Ecuador offers two elopement experiences that are so different from each other that choosing between them is essentially choosing what kind of photographs you want to live with. Mindo is intimate, green, and accessible. The Galápagos is remote, oceanic, and singular. Both are extraordinary. The question couples need to answer is what they want their elopement to feel like, because the setting will determine everything else.
What Mindo Gives You
Mindo is two hours by road from Quito. It costs a fraction of a Galápagos trip to reach and does not require park fees, boat permits, or the complicated logistics of island travel. A Mindo elopement can be planned in weeks rather than months. The forest is lush and accessible, the light in the valley is extraordinary, and the hummingbirds and waterfalls create a backdrop that requires no additional decoration. For couples who want intimacy, greenery, and a ceremony that feels genuinely private, Mindo works in a way that larger destinations cannot. The valley has fewer visitors than any similarly remarkable place in South America, which means you can be alone with the forest in a way that takes real effort to achieve elsewhere.
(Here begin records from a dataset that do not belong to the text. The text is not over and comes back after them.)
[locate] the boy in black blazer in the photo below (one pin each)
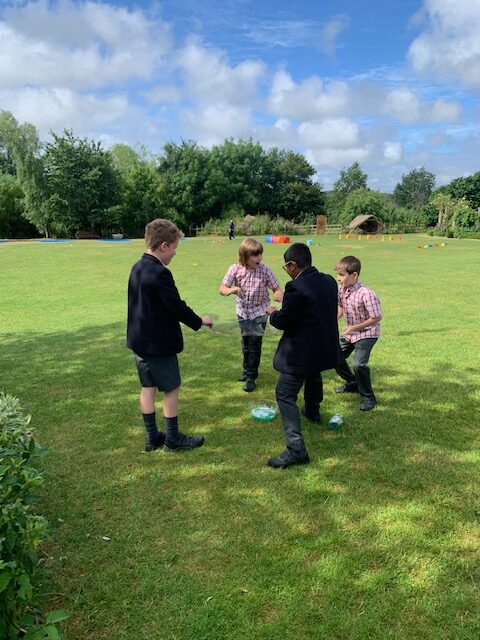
(155, 311)
(308, 346)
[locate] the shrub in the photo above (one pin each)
(21, 530)
(251, 226)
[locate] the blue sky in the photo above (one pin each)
(393, 85)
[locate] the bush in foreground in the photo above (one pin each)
(21, 530)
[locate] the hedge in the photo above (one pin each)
(21, 529)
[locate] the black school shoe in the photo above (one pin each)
(316, 419)
(347, 388)
(183, 442)
(159, 442)
(249, 385)
(287, 459)
(367, 404)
What the Galápagos Gives You
The Galápagos gives you something that does not exist anywhere else on earth. The wildlife evolved in isolation from human contact and remains genuinely unafraid, which creates the extraordinary situation where a couple can stand on a beach with sea lions nearby or watch blue-footed boobies conduct their courtship dance three feet from where they are exchanging vows. The ocean context is vast. The islands are volcanic and strange, black rock and cactus and creatures that look designed for a different planet. A Galápagos elopement requires flights, park fees, advance permits, and typically a liveaboard or island-hopping itinerary that takes at least five days. The effort and cost are both significantly higher than Mindo. So is the scale of the experience.
How to Choose
The decision comes down to three factors. Budget is the first: a Galápagos elopement with a liveaboard costs three to five times what a Mindo elopement costs when you account for the boat, the park fees, and the inter-island flights. Timeline is the second: Galápagos permits and liveaboard berths book out months in advance, while Mindo can be organised in six to eight weeks. Aesthetic is the third: couples who imagine themselves surrounded by the ocean and wildlife will be disappointed by the forest, and couples who want close, intimate, forest-wrapped photographs will find the Galápagos too open and uncontrolled. Neither setting is better. They are different, and understanding which one you are drawn to is the actual question.